Nightclubs, Dance Parties: Paying Their Dues

Some of you may have heard the news that the Copyright Tribunal has substantially increased the rate of royalties that must be paid by nightclub owners and dance party organisers for the use of recorded music. It’s a big win for the recording companies and recording artists, but what will it mean for the nightclub and dance industry?

‘Who gives a rats,’ I might say because, frankly, I can’t stand nightclubs and I haven’t ever been to a dance party and don’t intend to start now. As a registered, card-carrying old fogey, I maintain an appropriate level of disdain for such things, prefering the traditional manner of consuming music, ie. by watching real live people play actual instruments and sing live in front of me.

That being said, I live in a burg big enough to sustain a few good venues and a brace of good original bands and need not get my musical fix from recordings filtered by some tool with a CD mixer, as would those in some culturally deprived rural enclaves. Still, the nightclubs here are full of young, inappropriately dressed (for the weather) people paying ridiculous prices for entry, coat check (maybe that’s why they don’t wear coats?), drinks and pills, shivering in long lines and (later) saving pubic lice from extinction.

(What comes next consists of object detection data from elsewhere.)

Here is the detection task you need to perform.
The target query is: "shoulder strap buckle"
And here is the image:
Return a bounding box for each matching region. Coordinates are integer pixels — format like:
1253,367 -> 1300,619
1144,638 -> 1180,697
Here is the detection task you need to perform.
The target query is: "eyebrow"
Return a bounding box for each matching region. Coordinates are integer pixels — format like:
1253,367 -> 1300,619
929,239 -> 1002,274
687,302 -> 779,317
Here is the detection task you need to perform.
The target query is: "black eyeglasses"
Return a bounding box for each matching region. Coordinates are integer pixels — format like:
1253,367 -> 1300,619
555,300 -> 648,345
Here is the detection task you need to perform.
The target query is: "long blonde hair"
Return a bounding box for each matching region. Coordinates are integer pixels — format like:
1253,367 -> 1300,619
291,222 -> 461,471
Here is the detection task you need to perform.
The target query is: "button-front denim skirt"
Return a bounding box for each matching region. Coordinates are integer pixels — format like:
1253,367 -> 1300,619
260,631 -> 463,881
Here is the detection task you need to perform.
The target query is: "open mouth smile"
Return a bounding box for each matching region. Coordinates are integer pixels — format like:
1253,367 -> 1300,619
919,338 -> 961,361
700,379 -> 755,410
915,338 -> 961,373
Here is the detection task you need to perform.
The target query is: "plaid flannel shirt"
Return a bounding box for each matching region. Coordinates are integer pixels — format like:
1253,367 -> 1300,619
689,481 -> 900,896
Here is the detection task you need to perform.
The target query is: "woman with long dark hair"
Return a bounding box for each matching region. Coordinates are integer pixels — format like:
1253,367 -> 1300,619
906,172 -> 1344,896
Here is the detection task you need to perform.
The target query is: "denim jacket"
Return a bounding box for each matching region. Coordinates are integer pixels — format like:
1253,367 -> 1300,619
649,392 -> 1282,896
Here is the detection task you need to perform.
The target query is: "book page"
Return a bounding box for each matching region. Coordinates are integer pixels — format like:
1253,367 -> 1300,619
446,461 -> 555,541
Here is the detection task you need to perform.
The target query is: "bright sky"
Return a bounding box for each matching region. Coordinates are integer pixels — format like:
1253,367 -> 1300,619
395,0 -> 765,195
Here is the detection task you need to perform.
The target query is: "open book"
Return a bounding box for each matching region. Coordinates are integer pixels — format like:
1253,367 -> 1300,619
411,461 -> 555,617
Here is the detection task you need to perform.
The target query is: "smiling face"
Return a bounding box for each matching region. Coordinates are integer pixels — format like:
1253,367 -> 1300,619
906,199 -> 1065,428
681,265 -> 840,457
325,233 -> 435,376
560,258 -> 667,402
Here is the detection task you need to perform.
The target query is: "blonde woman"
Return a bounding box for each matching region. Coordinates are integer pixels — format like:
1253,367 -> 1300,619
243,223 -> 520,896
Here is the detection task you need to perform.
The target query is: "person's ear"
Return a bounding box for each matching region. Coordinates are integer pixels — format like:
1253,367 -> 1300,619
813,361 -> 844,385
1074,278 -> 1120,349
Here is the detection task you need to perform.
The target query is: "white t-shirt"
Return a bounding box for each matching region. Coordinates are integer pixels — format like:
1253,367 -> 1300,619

At first I was concerned this ruling would also affect bars such as the Phoenix, which host live bands but also play recorded music. Not so. Nightclubs are defined as venues that have recorded music as the primary entertainment, have a dance floor and/or charge entry. Thank goodness. Quickly calculating the fees applicable, were the Phoenix affected, approximately $35 000 would have been knocked off their annual bottom line. Ouch! Figures are based on a capacity of 94, open every night of the year.

Next door to the Phoenix is Shooters, a two storey nightclub of outstanding hideousness that is packed to the gills on Friday and Saturday nights. Assuming they are registered with the Phonographic Performance Company of Australia (PPCA), till now Shooters has been paying 7.48 cents per customer per night for their recorded music. Customer numbers are calculated on legal capacity multiplied by nights of operation, regardless of actual attendance. The new fee is $1.05 per customer, a nearly 15 fold increase.

(Incidentally, local musicians with a CD recording who think they may get some radio or television airplay should hit the link and sign up to the PPCA. APRA collects royalties from broadcasts for the copyright holder of the song, ie. the writer. The PPCA collects royalties for the copyright holder of the recording, being the performers and the record company if one is involved.)

The nightclubs, through the AHA and Clubs Australia, and some individually, made presentations to the enquiry that preceded the ruling, and were unanimous in their protestions that things are bad in the industry and that the impost would be unsustainable. Undoubtedly some badly run clubs will go down, some may reorganise their activities to avoid classification as a nightclub, some may only open on peak nights, but I have no doubt the fee can be absorbed by most clubs, whose financial affairs are often as fictitious as the Howard Government’s claims to financial rectitude.

The good news, for those that prefer live music, is that live venues just became that bit more competitive. Bear in mind that live venues pay live performance royalties to APRA, which go to the songwriters rather than the recording copyright holders.

Nightclub owners and dance party organisers must acknowledge that, without the presence of copyright recordings, their business would cease to exist. Setting a value on that contribution to their livelihood will always be contentious, but nightclubs have a vested interest in encouraging a vital and productive contemporary music scene in Australia and should support initiatives that encourage new original music to prosper.